KB Home reported fiscal 2025 fourth‑quarter revenue of $1.69 billion, a 15.3% decline from the $2.00 billion earned in the same period last year. GAAP diluted earnings per share were $1.55, while adjusted diluted EPS reached $1.92, beating the consensus estimate of $1.79 by $0.13 (7.3%). The adjusted EPS decline of 23.8% from $2.52 in Q4 2024 reflects the company’s exposure to a softer housing market.
The revenue drop was driven by a 9% decline in home deliveries and a 7% reduction in the average selling price, both of which eroded top‑line growth. Backlog value fell from $2.24 billion to $1.40 billion, and net new orders slipped 10% to 2,414 homes, underscoring the tightening demand environment.
Gross profit margins contracted to 17.0% from 20.9% in the prior year, while adjusted margins fell to 17.8% from 20.3%. The compression stems from price reductions, higher land costs, and a shift toward markets with lower price elasticity. Operating income fell in line with the margin squeeze, highlighting the impact of cost pressures on profitability.

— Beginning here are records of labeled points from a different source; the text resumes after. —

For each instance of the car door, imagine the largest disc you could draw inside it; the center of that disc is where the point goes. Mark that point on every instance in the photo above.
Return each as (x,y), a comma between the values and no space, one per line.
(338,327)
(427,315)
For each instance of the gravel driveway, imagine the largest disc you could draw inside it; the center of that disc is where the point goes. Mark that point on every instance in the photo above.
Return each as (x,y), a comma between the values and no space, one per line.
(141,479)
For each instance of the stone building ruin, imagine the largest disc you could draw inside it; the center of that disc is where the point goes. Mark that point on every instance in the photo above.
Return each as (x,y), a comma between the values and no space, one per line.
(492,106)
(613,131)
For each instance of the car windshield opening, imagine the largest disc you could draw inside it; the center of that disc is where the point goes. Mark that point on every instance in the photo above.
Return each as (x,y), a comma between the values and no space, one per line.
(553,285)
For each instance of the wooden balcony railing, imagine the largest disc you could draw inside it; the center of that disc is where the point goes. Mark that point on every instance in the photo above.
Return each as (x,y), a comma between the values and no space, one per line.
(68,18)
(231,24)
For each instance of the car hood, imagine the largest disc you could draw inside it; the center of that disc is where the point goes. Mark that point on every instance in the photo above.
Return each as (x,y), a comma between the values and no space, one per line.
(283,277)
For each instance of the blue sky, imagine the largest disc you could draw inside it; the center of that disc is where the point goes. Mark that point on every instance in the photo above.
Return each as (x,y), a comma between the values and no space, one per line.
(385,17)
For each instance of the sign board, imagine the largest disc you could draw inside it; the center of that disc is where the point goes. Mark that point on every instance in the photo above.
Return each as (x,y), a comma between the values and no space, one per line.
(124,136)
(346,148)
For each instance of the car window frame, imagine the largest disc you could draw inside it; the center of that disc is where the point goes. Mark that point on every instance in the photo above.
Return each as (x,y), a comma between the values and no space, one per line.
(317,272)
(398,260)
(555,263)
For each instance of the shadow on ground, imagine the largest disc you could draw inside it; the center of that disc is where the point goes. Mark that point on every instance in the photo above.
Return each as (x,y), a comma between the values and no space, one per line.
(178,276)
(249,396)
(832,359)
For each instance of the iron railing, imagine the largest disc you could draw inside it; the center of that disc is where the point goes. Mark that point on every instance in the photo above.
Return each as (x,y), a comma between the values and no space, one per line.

Management guided fiscal 2026 revenue to $1.55 billion–$1.60 billion, down from the previous $1.70 billion–$1.75 billion range, and adjusted EPS guidance to $1.70–$1.75 versus $1.80–$1.85 previously. The cautious outlook reflects concerns about affordability, elevated mortgage rates, and ongoing margin pressure, signaling a conservative view of near‑term demand.
Capital allocation remained robust: a $100 million share repurchase was completed, and a $360 million term loan was extended to 2029. Total capital returned to shareholders exceeded $600 million in fiscal 2025, reinforcing the company’s commitment to disciplined capital deployment.
Investor reaction was muted, with market participants focusing on the cautious guidance and margin compression rather than the earnings beat. Analysts noted that while the adjusted EPS exceeded expectations, the broader outlook dampened enthusiasm for the company’s near‑term prospects.